Только он скрылся в грязном, дестилетку не беленном, подъезде, как на улице зашумел давно назревший дождь.
— Это хорошо, Тань, что ты успела до дождя, — прошептал Пастырь, поднимаясь по лестнице, прислушиваясь к скрипу пыли под ногами. Он не смог бы объяснить, почему это хорошо, но был уверен, что так лучше.
На пятом этаже задрал голову, посмотрел на чердачный люк: открыто. Сунул обрез в петлю, достал из рюкзака и переложил в карман фонарь. Поднялся по разболтанной и гулкой металлической лестнице, пролез в черный квадрат и, подтянувшись на руках, выбрался на толстый слой чердачной пыли, принюхиваясь к запаху старого дерева, сквозняка и назревающей грозы. Никто здесь не обитал, да и странно было бы ожидать, что вот именно на этом чердаке вдруг поселился какой-нибудь Карлсон. Да и зачем бы? В подвале, может быть, не так свежо и уютно, но зато попрактичней. Хотя, если бы ему, Пастырю, нужно было выбирать, то он бы выбрал чердак. И к небу поближе, и не каждая сволочь не поленится лезть на верхотуру.
Встав, достал фонарь, покачал динамо, осветил. Ничего. Чердак как чердак: стропила, пыль, хлам какой-то, оставшийся, наверное, ещё от строителей, лет пятьдесят тому. Долдонит по крытой железом крыше дождь.
Добрался до выхода на крышу, дёрнул заржавевшие шпингалеты, потянул ветхие деревянные дверцы-ставенки. За шумной и мокрой занавесью дождя — вот он, как на ладони, вокзал. Чуть отодвинувшись в темноту чердака, поднял к глазам бинокль. «Аист» сидел, скукожась под капюшоном ветровки, положив винтовку на бёдра, спиной к Пастырю. Ему явно было уже не до обзора окрестностей — мечтал только, наверное, дождаться смены. Шпана…
Пробежался взглядом по железнодорожным путям, по пустынным перронам, по мастерским, блокам, пакгаузам, по мосту, на дальнем конце которого увидел еще одного «пионера», обслуживающего восточные подходы, со стороны Ленинского.
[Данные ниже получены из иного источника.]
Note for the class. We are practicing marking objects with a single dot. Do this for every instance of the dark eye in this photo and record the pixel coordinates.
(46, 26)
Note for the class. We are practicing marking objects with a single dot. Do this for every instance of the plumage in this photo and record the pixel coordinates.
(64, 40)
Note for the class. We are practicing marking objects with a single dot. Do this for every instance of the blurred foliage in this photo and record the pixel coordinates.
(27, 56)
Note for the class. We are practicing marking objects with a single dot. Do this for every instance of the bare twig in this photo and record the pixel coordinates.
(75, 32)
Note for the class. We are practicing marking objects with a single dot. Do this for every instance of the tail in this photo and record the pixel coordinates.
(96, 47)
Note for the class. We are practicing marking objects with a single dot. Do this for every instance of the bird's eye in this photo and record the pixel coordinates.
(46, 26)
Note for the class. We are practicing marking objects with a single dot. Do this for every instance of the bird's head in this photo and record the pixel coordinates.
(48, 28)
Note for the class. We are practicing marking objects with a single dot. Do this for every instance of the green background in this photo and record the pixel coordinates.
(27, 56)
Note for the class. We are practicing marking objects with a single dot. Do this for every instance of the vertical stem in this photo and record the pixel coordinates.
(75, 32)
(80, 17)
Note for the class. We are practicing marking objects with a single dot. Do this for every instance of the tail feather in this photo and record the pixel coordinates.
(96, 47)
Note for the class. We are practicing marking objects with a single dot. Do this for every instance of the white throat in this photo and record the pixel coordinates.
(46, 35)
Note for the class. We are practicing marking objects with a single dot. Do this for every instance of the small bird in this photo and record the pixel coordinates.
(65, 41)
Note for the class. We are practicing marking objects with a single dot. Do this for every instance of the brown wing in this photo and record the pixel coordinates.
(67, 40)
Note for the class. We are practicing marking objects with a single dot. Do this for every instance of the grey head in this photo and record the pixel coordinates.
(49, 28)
Круговую оборону заняли, салажня.
Если до этого и можно было бы увидеть кого-нибудь на площади или платформах, то сейчас, когда дождь набирал и набирал силу, «пионэры» спрятались под крышей вокзала.
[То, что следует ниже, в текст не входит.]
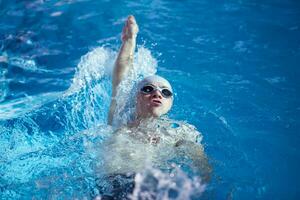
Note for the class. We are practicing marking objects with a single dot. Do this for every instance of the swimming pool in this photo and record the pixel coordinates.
(233, 66)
Небольшой Михайловский вокзал Пастырь помнил хорошо: два тесных зала на первом этаже, галерея на втором, спуск в тоннель, вечно казённо смердящий туалетами (у вокзальных прокуренных туалетов какая-то своя, особая вонь, не похожая на вонь туалетов в других публичных местах). Спит эта школота, видимо, в зале ожидания; там же, наверное, тусуется и днём. Невидимым подобраться к вокзалу трудно, почти невозможно. Единственный вариант — с юга, по путям, через мастерские, выжидая пока пареньки на крыше и на мосту будут смотреть в другие стороны. Ночью, без света, они ничего не увидят. И луны сегодня, как по заказу, не будет…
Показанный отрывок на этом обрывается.